Ces jours derniers, une voiture des messageries Tlemcen-Nemours, attelée
de trois bons trotteurs, quittait Tlemcen vers une heure de l'après-midi.
Elle était conduite par M. Canicio, directeur de messageries, accompagné
de sa femme et de M. Manuel Fillio, propriétaire de l'hôtel de
France, à Marnia.
La première partie du voyage, jusqu'au delà de Turenne, s'accomplit
sans encombre; mais à quelque kilomètres de là, au 291e,
vers quatre heures, sept ou huit indigènes, que les voyageurs virent
très distinctement à distance d'à peu près deux
cents mètres, tirèrent un premier coup de feu qui brisa l'avant-bras
gauche de M. Fillio, lequel, malgré sa blessure, riposta à son
tour.
M. Canicio cingla son attelage, qui dépassa vivement l'endroit où
s'étaient postés les brigands.
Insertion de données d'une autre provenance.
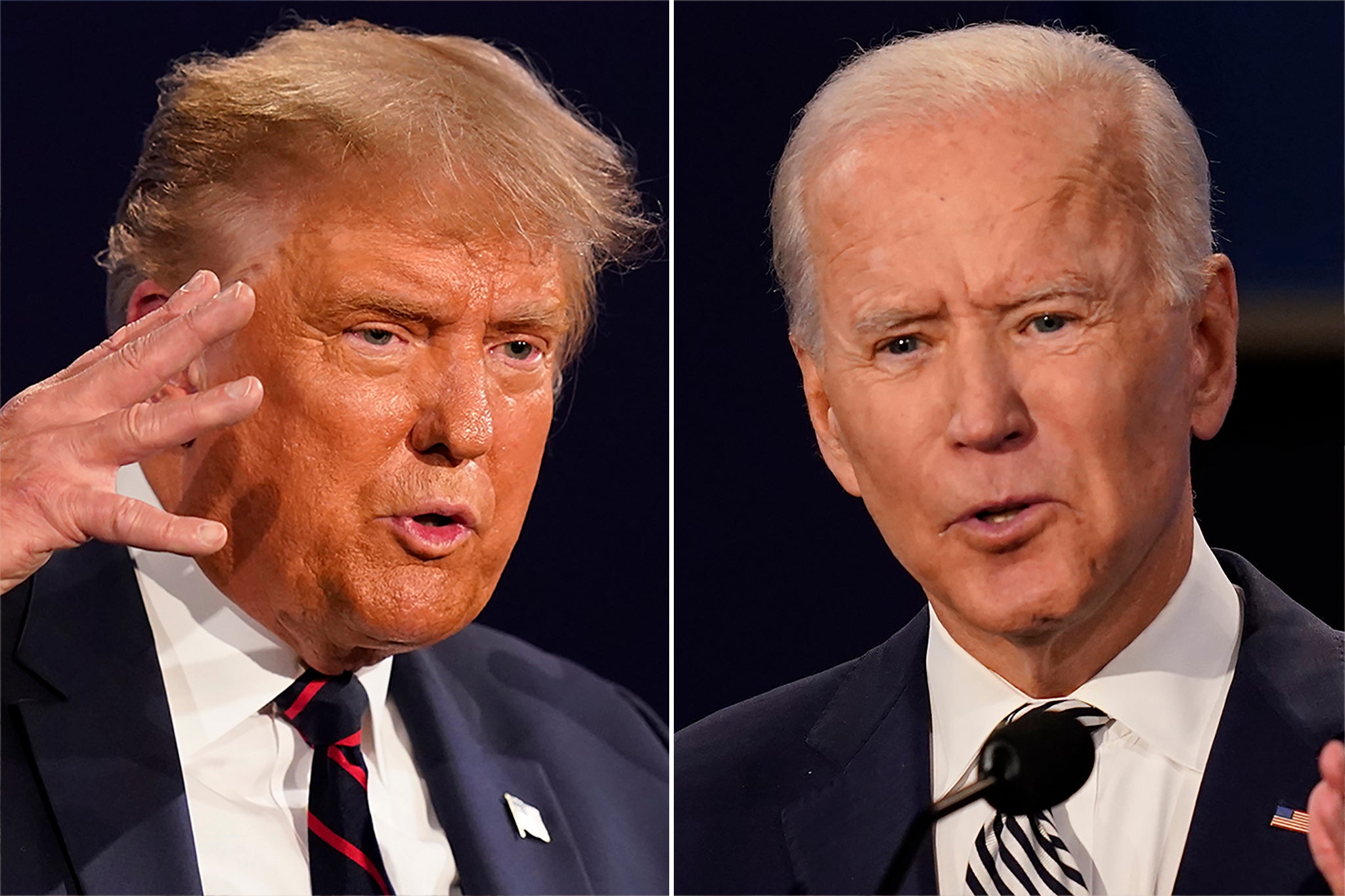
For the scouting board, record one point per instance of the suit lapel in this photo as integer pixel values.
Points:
(876, 733)
(468, 777)
(1262, 757)
(104, 746)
Mais ceux-ci ouvrirent alors sur
eux un feu nourri et un projectile atteignit M. Canicio par derrière,
tandis que d'autres balles frappaient les chevaux de droite et de gauche qui
eurent néanmoins la forcé de continuer leur route sur près
d'un kilomètre, après quoi ils s'abattirent.
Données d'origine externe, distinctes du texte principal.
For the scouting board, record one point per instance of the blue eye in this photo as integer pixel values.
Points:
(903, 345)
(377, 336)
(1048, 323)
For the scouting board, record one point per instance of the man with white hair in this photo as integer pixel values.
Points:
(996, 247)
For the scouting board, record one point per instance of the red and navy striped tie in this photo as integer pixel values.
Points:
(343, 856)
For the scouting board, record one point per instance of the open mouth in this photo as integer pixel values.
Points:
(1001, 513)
MM. Canicio et Fillio, malgré leurs blessures, sautèrent de voiture,
accompagnés de Mme Canicio, qui par miracle n'avait pas été
atteinte, et se sauvèrent aussi rapidement qu'ils le purent, dans des
broussailles avoisinantes où ils se cachèrent de leur mieux.
Pendant ce temps, les brigands fouillaient la voiture, espérant y trouver
20 ou 30,000 franc, que M. Canicio emportait habituellement pour le jour du
marché. Puis ils s'emparaient du troisième cheval, qui était
indemne, et filaient vivement vers la frontière.
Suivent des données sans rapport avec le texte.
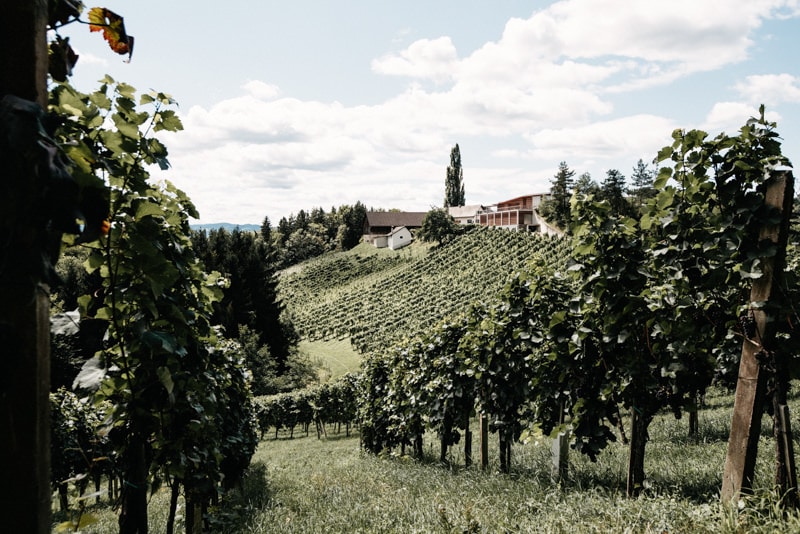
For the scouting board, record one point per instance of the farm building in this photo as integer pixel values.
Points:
(397, 238)
(465, 214)
(518, 213)
(381, 223)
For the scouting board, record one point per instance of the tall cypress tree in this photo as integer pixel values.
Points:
(556, 210)
(453, 185)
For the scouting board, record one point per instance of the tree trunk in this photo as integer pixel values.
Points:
(133, 517)
(194, 514)
(24, 317)
(639, 424)
(751, 385)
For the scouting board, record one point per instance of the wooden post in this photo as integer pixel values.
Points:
(751, 386)
(484, 429)
(639, 424)
(24, 314)
(467, 442)
(560, 456)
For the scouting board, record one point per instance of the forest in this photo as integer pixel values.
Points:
(174, 351)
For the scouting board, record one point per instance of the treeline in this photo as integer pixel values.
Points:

Quelques instants après une autre diligence des messageries Tlemcen-Nemours
arrivait.
On relevait des trace de sang sur la route et on retrouvait les trois victimes
à quelque cent mètres dans le ravin.
Un des postillons détela la diligence et s'en alla au galop prévenir
les autorités militaires de Marnia et les trois voyageurs furent transportés
à l'hôpital militaire. M. Canicio y expirait la nuit même
dans les bras de sa femme.
Quant à M.Fillio, il était blessé grièvement.
Aussitôt que la nouvelle de cet attentat lui est parvenue, le bureau arabe
a envoyé de nombreux cavaliers vers les tribus de la frontière,
pour faire arrêter les coupables s'ils tentaient de se sauve au Maroc.